Da notare è anche il 23% ottenuto da Selex, con una crescita del 22% su trasparenza e accountability (lo scorso anno aveva totalizzato 0 punti). Un netto incremento legato anche al progetto di lotta al caporalato recentemente avviato dall’azienda e alla sua presa di posizione contro le pratiche commerciali sleali. Tra queste troviamo le tristemente note aste elettroniche al doppio ribasso, esempio delle cattive pratiche in uso nel settore della GDO, contro le quali si sono fermamente espresse tutte le insegne citate ad eccezione di Eurospin, che, sempre secondo il rapporto di OXFAM, resta l’unica azienda in esame a non avere ancora solide politiche per la prevenzione di violazioni dei diritti e condizioni di lavoro degradanti.

La disuguaglianza di genere resta invece un problema comune ai vari marchi in esame. Ben 4 su 5 continuano ad ottenere un punteggio dello 0%, in quanto non hanno ancora attivato politiche e pratiche che assicurino alle donne impiegate nella filiera un trattamento equo. Unica eccezione, anche se minimale (14%), è quella di Coop, che nel corso dell’ultimo anno ha avviato un percorso di riconoscimento delle disuguaglianze di genere all’interno delle proprie filiere.

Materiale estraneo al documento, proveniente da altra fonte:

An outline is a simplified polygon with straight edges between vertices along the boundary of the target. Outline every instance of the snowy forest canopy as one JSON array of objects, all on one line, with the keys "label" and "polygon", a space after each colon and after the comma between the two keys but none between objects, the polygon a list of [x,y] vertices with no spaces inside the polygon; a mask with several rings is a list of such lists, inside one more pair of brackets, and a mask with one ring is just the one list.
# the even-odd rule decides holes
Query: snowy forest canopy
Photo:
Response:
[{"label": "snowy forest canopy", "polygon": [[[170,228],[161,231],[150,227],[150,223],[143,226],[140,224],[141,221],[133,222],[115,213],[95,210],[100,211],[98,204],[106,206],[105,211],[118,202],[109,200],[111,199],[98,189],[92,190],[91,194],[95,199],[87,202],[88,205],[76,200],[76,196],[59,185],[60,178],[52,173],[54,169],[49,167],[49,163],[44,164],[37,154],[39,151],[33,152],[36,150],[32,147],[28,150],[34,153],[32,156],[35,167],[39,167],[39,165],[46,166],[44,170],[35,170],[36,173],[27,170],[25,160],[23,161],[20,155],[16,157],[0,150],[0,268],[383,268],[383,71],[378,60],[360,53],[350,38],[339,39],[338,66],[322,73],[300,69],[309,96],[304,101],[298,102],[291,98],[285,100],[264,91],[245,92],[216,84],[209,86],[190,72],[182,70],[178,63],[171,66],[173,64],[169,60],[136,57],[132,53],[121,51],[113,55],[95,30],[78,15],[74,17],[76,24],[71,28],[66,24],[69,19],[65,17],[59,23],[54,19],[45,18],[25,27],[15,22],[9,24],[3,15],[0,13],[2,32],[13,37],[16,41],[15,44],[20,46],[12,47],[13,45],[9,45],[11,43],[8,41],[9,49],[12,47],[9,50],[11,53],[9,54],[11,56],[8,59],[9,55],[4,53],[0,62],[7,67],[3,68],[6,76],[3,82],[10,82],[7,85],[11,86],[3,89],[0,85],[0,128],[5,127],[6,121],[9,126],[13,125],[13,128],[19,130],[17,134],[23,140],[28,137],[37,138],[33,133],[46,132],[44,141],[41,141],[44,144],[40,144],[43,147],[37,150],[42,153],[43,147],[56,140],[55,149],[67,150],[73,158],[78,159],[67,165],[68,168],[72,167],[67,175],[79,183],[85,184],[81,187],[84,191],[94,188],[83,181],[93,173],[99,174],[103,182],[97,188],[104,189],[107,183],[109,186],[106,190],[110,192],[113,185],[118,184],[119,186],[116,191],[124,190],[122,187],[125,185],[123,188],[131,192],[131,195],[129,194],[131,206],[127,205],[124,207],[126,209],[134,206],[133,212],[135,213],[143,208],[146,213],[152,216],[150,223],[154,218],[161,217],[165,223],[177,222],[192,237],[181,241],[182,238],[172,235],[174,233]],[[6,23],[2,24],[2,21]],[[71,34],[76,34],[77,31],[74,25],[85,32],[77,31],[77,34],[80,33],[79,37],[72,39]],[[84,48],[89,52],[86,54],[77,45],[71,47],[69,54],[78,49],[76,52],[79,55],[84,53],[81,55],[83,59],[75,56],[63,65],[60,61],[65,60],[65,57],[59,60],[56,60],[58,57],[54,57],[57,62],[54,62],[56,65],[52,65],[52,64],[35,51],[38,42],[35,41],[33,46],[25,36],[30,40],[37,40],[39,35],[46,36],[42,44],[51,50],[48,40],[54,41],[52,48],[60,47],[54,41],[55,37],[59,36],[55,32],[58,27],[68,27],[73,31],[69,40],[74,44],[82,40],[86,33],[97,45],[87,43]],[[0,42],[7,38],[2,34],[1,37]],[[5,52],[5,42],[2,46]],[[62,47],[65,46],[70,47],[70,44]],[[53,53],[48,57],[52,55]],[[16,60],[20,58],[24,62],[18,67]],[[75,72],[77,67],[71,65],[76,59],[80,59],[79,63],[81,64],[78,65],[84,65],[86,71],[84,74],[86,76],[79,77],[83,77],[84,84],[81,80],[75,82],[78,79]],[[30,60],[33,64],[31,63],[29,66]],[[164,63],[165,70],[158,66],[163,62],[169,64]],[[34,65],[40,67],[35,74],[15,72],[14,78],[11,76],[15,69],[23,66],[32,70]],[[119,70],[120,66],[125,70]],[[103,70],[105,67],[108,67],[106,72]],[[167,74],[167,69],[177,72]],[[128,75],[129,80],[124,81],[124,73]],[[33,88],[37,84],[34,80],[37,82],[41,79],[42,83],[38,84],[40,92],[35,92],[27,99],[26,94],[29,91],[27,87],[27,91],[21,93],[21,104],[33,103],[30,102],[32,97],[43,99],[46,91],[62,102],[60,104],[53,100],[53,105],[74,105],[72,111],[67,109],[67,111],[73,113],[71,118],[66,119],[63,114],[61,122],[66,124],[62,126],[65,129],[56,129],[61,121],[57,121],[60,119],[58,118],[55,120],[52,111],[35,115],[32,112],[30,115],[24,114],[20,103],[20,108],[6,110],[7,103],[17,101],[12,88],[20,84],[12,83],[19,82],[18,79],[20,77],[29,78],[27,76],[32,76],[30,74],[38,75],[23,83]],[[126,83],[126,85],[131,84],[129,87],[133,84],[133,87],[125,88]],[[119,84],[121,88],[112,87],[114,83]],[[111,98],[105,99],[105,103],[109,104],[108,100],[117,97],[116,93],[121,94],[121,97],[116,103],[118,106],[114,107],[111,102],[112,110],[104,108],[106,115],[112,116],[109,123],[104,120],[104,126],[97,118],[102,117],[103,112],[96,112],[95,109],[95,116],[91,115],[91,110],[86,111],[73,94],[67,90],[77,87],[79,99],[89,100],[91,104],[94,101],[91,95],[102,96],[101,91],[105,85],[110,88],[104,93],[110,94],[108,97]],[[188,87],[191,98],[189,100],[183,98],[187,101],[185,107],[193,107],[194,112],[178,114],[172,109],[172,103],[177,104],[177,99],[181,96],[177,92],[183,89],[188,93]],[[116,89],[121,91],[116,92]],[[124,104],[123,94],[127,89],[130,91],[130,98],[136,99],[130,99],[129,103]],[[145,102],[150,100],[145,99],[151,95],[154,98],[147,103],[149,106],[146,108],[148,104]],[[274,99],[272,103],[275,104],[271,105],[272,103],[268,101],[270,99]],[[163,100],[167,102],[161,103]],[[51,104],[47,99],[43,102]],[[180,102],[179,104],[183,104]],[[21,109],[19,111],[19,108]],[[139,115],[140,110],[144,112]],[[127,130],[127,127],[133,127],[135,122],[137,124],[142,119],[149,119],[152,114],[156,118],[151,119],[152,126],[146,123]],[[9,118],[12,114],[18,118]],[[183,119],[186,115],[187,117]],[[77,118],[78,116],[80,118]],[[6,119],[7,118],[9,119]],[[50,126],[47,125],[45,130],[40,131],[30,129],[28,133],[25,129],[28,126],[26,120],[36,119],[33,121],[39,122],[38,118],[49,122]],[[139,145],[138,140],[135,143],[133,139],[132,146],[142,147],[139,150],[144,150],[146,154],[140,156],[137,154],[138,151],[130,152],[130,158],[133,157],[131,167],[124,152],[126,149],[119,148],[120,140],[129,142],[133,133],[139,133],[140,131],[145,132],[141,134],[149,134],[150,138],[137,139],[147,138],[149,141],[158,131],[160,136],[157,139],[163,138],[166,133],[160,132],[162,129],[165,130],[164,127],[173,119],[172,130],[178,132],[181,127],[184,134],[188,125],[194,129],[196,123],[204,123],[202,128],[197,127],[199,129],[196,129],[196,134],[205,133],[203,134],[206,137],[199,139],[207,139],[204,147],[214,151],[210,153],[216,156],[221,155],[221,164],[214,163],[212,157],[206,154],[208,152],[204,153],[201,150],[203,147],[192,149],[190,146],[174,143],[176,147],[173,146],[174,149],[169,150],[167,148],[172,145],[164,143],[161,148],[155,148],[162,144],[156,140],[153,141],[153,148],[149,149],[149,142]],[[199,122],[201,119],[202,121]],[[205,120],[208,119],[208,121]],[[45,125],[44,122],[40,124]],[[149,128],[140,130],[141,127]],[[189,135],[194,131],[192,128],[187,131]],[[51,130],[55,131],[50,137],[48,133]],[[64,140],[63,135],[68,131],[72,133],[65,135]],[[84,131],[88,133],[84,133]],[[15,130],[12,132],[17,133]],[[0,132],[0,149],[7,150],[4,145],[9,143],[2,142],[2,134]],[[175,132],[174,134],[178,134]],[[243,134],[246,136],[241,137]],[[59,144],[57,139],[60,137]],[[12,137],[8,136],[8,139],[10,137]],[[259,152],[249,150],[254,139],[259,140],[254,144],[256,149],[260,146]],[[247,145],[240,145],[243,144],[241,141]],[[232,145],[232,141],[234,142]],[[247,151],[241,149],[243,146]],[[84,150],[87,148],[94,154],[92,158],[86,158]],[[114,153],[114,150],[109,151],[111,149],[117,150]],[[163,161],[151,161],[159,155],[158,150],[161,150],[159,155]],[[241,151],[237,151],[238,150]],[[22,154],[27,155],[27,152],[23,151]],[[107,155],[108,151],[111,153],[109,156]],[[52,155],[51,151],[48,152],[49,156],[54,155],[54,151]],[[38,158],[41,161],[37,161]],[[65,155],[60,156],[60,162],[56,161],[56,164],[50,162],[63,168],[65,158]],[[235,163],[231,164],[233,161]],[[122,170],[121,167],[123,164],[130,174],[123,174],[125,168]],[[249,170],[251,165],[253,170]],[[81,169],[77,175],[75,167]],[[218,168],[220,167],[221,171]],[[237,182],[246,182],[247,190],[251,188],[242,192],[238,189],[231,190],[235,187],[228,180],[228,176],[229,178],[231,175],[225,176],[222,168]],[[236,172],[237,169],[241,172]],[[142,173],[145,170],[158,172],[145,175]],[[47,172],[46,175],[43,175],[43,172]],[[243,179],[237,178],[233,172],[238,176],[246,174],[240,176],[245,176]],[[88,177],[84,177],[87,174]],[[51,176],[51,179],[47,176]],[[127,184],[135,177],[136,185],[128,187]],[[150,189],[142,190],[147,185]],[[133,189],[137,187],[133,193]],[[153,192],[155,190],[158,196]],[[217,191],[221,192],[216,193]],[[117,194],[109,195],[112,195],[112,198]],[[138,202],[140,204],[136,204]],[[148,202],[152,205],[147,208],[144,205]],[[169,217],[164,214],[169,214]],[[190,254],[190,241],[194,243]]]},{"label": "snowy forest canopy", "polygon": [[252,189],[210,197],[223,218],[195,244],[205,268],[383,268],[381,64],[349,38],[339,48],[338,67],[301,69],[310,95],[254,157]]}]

Questo quadro fornito dalla pagella OXFAM rende evidente quanto la strada sia ancora lunga, ma i tassi di crescita sono incoraggianti. Tocca ovviamente ai consumatori stimolare i legislatori e la grande distribuzione a cambiare passo. E il nuovo lockdown in Piemonte può certamente rappresentare un’occasione per promuovere questa conversione in un modo diverso da raccolte firme e grandi manifestazioni di piazza. Basterebbe mediare i tradizionali criteri di scelta di punti vendita e generi alimentari, basati su estetica e costo, con due criteri innovativi: trasparenza dei prodotti ed eticità delle filiere. Perché con una spesa consapevole degli impatti che può avere su persone, ambiente e società mettiamo nel carrello anche un futuro migliore.